Have you ever been at the park and caught sight of a couple of squirrels running after each other across the lawn? Cute, right?
Yet, have you ever asked yourself, ‘Why do squirrels chase each other?’ It may seem like they’re just engaging in a joyful game of hide-and-seek. Though, could it be just that? Here is what I discovered!
Why Do Squirrels Chase Each Other?
1. Fighting Over Territory
There are 65 species of squirrels in the US alone. This includes big species and small, which means they have different-sized territories.
For example, one squirrel can have a couple of acres to call home, while another can have as much as 25 acres to himself! Yet, they’re not in it for the size. Instead, they pick and choose according to the quality of things in a particular area.
So, if a squirrel has managed to lay claim to an area with ample food supply and plenty of hiding places to escape predators, it isn’t going to give it up easily.
2. Protecting Food Supply
Say there’s a family of squirrels within a territory.
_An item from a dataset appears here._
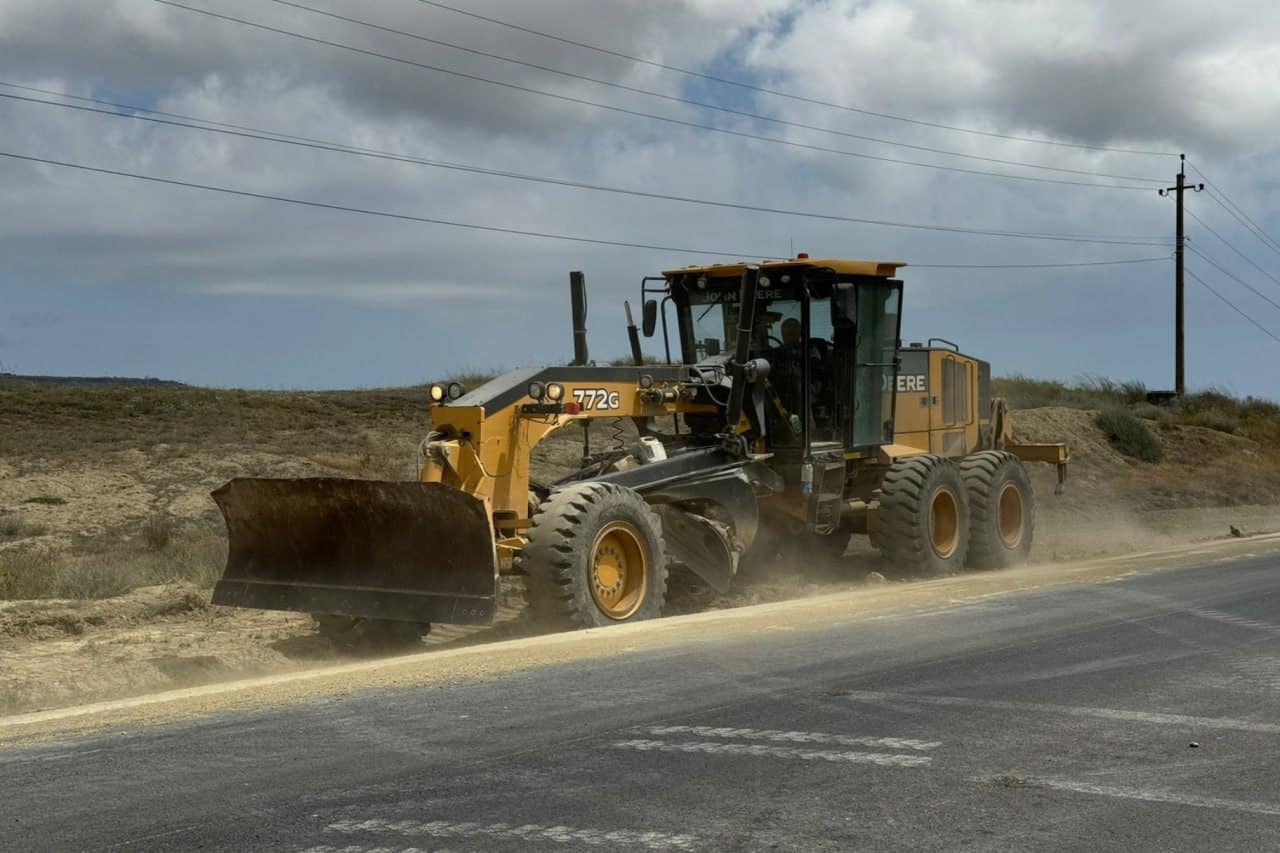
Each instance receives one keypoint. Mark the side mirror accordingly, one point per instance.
(844, 305)
(649, 318)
Why would they chase each other? Food.
Not all squirrels hibernate for the winter. So, the ones that don’t prepare themselves for the cold months by stashing away a substantial amount of nuts year-round.
Then, come winter, when food is scarce, they tend to lay low. It’s their way of saving energy and making their food ration last as long as possible.
So, if one squirrel is chasing other squirrels, you can be sure it’s to protect its precious food supply.
3. Mating Season
If you see squirrels chasing each other, particularly between June and August or December and February, it could be part of their mating ritual.
It’s worth mentioning that a female ready to mate can be pursued by more than one male. So, you’ll likely see them running around the female.
Yet, most times, it’s the males chasing each other, trying to run each other out of the area so they can have the female all to themselves.
This chase can go on for several minutes or a full hour, depending on how strong the males are. Then, once the pursuit is over, the strongest male is the one who gets to mate with the female.
4. Playing Tag
Squirrels live an average life span of 2–6 years. They reach sexual maturity when they’re between 10–12 months old and have one litter each year, giving birth to 3–5 babies at a time.
Then, as she gets older, she’ll breed twice a year: once in early spring and a second time in late summer.
So, you can imagine how many little squirrels they have running around each year. So, it’s only natural that these little kits spend their time goofing off, play fighting, and chasing each other around trees.
Not only is it fun, but it also develops their strength and coordination.
5. Asserting Dominance
Just as with any community, there are those that will fight hard to assert their dominance. With squirrels, the strong males run around the young or weak members of their community.
They can also show aggressive behavior, such as fighting, nipping, and biting.
Squirrels can also be territorial and show dominance if they’ve just had a new litter. Again, the parents will do everything in their power to protect their young.
6. Developing Survival Skills
Whether chasing other squirrels away from their food supply or protecting their territory, all that running around also helps develop their survival skills.
They need skills like jumping from branch to branch, balancing, and escaping predators to survive in the wild.
Remember, these smart creatures will do whatever it takes to survive and protect themselves and their babies. The more they practice, the better they’ll be.
7. Building A Sense of Curiosity
Not only are squirrels intelligent, but they’re also curious. So, for example, if you make sounds similar to theirs, they’ll come near you to investigate where the sound is coming from.
Another way they use their chasing skills and feed their curiosity is if you have a bird feeder in your backyard. You’ll see them chasing one another up and around the feeder, trying to reach the food.
A Final Note
So, why do squirrels chase each other? They’re inquisitive, intelligent, and highly energetic, and they need to find a way to work off all that energy.
However, their chasing isn’t always cute. It’s sometimes their way of protecting their food supply, territory, or babies from other squirrels.
Also, depending on when you see these furry creatures chasing each other, it could be it’s their mating season. Then, there’s their innate sense of asserting their dominance in their community.
Still, we have to admit they’re cute no matter what they’re doing. Who can resist that cute face or busy tail?